# 2006 GTO Steering Wheel Change



## rufusthedog (Jul 7, 2010)

Hello All,

I've got a 2006 GTO with 20K miles & the steering wheel looks like dogXXXX. It appears that the vendor that supplied the steering wheel did a poor job at their craft - the silver stuff is peeing & looks like it has 200K miles on it.

So ..... I'd like to replace the sheel with something a bit more in tune with the style & performance of the car.

Does anyone make a wheel & adaptor to replace the stock wheel or so I just live with it??

Thanks.
RTD


----------



## GTO JUDGE (May 14, 2005)

rufusthedog said:


> Hello All,
> 
> I've got a 2006 GTO with 20K miles & the steering wheel looks like dogXXXX. It appears that the vendor that supplied the steering wheel did a poor job at their craft - the silver stuff is peeing & looks like it has 200K miles on it.
> 
> ...


It wasn't the vendor its the quality of the product. MANY have reported the silver caps peeling. If it's out of warranty you can remove them and refinish.
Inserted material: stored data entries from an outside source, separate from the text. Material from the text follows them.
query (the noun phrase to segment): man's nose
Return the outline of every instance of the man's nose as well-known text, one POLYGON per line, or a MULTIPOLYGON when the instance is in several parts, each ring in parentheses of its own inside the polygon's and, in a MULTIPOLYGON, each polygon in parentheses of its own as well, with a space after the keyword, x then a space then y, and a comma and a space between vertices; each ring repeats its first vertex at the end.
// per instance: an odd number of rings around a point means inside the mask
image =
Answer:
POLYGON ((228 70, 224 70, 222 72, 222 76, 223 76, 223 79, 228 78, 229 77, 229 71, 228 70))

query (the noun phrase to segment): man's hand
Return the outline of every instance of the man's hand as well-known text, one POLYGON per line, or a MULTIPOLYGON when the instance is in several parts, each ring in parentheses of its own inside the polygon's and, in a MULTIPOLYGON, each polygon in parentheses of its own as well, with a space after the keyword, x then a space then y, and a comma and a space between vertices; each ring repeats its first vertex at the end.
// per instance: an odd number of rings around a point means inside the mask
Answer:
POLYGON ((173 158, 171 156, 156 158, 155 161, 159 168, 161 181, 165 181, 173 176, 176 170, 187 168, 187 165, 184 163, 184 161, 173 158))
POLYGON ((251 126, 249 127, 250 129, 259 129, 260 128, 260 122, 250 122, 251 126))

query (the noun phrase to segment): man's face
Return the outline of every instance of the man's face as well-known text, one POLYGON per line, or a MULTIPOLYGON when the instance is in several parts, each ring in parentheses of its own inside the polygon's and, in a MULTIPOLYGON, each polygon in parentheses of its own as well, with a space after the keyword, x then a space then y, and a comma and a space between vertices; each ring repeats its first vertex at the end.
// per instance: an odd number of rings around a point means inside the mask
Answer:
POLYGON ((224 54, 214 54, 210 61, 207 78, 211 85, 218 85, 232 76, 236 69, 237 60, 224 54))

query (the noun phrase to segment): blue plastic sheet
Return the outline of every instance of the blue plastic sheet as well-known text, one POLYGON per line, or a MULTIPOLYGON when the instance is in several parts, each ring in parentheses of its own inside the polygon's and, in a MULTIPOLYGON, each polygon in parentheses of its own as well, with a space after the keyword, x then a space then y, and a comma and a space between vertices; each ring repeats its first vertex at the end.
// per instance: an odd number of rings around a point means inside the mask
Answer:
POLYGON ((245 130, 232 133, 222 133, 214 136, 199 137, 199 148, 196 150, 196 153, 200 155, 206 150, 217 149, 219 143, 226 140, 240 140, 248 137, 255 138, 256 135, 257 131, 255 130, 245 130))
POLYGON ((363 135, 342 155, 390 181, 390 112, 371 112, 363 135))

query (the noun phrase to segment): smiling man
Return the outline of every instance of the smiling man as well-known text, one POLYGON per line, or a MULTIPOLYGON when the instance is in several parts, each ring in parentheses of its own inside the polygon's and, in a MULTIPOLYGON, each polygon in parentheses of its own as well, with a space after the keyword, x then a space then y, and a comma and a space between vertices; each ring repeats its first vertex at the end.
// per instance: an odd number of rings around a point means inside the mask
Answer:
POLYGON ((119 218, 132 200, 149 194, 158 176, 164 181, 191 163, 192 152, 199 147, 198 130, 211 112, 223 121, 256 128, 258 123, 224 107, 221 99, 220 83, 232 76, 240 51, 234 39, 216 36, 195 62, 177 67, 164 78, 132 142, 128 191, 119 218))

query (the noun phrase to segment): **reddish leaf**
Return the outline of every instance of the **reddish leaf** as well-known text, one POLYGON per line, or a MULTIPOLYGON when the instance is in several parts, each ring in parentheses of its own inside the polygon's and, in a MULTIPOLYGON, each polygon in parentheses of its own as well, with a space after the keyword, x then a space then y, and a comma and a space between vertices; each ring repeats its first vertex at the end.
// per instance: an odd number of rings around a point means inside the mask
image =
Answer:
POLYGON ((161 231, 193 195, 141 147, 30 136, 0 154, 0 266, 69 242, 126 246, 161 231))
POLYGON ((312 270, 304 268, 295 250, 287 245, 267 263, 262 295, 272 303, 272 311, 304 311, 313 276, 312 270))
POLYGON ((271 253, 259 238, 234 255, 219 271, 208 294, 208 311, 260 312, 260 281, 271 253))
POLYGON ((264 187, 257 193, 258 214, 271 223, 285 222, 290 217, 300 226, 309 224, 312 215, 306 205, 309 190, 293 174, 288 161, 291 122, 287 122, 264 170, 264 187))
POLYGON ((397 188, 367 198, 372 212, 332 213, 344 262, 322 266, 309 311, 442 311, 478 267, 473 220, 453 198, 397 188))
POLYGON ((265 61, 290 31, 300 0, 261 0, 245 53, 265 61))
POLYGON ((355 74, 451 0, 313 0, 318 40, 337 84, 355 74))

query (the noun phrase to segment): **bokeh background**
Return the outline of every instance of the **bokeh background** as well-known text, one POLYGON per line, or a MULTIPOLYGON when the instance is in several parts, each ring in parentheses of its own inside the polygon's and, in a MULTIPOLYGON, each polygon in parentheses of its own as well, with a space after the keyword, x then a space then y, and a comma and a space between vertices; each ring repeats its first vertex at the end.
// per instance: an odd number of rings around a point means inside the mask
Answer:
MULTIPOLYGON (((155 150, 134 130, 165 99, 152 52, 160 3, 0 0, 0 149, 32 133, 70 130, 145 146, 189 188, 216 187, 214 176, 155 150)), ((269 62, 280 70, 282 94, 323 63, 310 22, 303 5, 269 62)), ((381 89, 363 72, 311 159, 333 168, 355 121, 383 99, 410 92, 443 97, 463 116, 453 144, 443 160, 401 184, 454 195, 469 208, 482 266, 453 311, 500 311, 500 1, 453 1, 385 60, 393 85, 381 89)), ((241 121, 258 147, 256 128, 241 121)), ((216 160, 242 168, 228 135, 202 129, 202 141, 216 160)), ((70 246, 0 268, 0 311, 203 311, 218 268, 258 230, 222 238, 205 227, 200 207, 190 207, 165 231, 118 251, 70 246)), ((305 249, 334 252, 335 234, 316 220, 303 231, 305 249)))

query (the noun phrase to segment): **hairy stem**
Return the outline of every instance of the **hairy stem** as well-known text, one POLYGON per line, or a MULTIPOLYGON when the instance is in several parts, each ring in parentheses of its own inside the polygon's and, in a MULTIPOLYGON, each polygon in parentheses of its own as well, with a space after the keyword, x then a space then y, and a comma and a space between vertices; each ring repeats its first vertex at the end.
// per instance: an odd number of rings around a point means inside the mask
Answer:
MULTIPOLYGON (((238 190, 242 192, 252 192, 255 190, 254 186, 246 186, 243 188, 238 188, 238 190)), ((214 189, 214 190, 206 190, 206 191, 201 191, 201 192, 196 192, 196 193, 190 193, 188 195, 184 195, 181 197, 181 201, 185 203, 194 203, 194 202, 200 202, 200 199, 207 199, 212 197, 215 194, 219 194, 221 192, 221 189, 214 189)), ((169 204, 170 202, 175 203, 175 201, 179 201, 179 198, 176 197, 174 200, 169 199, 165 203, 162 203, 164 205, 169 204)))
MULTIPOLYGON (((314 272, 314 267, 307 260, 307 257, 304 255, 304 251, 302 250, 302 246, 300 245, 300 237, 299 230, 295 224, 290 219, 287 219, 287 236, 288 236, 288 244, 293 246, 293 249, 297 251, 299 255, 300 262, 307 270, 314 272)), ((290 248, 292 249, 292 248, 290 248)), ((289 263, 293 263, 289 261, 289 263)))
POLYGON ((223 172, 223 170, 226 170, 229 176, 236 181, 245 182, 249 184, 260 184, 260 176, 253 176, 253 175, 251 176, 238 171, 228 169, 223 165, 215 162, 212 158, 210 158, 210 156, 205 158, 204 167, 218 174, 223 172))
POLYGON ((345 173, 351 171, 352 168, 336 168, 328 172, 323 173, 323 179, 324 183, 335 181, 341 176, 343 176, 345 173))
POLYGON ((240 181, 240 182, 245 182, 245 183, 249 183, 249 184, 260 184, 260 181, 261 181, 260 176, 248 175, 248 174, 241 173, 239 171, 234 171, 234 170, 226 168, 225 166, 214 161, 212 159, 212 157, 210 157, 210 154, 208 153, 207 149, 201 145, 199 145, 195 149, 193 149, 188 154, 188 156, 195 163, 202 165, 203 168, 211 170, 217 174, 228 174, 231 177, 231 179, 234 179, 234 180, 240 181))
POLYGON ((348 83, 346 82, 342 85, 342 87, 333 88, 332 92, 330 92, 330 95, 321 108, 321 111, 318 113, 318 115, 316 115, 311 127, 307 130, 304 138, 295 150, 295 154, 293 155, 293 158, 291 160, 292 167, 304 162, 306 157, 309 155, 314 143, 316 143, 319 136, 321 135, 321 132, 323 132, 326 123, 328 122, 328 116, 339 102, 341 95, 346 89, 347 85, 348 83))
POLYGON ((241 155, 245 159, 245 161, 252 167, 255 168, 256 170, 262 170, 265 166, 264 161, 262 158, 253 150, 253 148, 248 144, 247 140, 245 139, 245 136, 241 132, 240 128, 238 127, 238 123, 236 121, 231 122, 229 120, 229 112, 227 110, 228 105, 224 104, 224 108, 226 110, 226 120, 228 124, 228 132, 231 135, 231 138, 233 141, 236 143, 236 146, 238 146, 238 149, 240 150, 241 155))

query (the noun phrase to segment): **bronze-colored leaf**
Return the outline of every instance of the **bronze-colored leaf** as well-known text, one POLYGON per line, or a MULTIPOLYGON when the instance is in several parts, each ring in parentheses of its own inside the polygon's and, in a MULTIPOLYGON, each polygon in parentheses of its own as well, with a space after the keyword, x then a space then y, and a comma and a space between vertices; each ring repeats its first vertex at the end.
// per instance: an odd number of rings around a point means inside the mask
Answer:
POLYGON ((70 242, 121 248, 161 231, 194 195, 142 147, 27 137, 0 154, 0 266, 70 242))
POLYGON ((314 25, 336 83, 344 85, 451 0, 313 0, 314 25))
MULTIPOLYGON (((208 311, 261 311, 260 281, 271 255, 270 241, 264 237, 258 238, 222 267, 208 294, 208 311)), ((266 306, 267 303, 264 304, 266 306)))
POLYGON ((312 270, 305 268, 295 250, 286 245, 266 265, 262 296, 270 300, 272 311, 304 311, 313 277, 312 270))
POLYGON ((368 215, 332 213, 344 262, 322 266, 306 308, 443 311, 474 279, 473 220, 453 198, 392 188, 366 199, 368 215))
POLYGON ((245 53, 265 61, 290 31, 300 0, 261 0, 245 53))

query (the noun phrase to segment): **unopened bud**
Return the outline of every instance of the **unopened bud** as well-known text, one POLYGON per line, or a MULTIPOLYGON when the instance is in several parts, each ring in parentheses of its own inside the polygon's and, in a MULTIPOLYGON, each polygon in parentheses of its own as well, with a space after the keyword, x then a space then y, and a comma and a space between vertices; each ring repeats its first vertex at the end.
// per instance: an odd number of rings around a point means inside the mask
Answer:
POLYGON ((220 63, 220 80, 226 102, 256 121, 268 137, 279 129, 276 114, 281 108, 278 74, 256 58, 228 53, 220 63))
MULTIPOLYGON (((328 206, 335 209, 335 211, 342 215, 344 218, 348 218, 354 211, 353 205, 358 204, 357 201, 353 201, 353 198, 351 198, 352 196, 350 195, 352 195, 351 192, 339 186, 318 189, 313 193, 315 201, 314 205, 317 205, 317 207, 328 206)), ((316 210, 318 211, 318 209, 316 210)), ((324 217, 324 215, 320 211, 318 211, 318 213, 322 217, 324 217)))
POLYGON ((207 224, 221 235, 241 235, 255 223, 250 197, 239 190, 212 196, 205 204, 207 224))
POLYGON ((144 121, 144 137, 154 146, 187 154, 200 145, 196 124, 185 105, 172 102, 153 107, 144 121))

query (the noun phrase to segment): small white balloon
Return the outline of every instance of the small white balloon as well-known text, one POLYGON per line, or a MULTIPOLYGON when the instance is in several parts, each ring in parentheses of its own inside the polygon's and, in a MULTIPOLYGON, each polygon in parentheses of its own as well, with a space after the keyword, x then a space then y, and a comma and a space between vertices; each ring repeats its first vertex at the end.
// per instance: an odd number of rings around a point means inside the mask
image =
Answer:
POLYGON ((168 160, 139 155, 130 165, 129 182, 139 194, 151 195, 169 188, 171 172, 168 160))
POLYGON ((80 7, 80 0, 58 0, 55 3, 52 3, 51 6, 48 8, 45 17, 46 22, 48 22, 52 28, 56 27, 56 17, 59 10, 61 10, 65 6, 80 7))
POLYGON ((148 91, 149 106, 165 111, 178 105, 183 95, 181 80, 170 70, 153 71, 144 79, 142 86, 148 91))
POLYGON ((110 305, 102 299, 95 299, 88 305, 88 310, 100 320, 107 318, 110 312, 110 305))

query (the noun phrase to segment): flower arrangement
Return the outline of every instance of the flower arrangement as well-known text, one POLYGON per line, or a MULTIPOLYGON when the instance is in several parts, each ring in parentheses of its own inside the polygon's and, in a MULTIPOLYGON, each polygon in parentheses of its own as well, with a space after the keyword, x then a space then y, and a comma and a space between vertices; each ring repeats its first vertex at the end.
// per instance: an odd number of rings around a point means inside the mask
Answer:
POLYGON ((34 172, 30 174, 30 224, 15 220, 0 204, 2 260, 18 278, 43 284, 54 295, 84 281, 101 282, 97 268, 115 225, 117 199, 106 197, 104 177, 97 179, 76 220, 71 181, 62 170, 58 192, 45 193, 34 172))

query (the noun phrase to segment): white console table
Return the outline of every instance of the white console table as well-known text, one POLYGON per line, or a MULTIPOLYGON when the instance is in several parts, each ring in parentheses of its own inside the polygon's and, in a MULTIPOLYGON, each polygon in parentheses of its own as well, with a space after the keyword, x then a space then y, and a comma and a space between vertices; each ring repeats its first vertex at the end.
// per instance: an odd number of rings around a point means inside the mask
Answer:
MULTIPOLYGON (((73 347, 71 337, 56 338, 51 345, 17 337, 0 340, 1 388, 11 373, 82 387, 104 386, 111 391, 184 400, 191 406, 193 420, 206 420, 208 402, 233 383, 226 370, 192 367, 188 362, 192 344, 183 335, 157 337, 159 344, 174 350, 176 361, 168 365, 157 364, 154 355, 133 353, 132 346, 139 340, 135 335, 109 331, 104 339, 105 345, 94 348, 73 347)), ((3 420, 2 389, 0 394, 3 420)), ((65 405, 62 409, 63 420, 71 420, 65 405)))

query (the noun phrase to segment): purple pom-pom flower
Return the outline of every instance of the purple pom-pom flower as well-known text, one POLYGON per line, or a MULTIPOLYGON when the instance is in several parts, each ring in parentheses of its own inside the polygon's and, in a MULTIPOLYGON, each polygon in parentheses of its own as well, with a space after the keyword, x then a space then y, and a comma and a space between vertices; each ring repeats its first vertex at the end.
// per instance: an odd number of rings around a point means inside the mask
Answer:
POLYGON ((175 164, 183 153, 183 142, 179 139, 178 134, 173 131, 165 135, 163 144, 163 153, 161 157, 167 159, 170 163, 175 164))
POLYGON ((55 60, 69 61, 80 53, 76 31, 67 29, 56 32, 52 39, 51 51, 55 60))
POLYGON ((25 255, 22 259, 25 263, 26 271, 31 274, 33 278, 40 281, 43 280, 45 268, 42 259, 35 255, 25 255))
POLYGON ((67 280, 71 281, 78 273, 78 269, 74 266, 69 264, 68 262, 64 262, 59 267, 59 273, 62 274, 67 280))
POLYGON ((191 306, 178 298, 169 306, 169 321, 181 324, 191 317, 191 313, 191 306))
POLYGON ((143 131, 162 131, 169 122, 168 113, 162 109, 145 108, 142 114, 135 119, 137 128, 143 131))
Some have painted them different colors.


----------



## 2004goat (Feb 10, 2010)

how do you like this?


----------



## LS2 MN6 (Jul 14, 2010)

2004goat said:


> how do you like this?


Nice!


----------



## rufusthedog (Jul 7, 2010)

Thanks guys.

I assume that the all black is a "repaired" version of the peeling silver caps version?

I just ordered a flee-bay wheel so I can experiment.

Thanks again & nively done wheel.

RTD


----------



## 2004goat (Feb 10, 2010)

no the all black is a factory Holden/GM wheel. its from jhp you need to check them out, the have great stuff for the 04-06 gto


----------



## 2004goat (Feb 10, 2010)

they also have this style but still has the silver.


----------



## silversport (Mar 23, 2007)

2004goat said:


> how do you like this?


I like that too...nice!
Bill


----------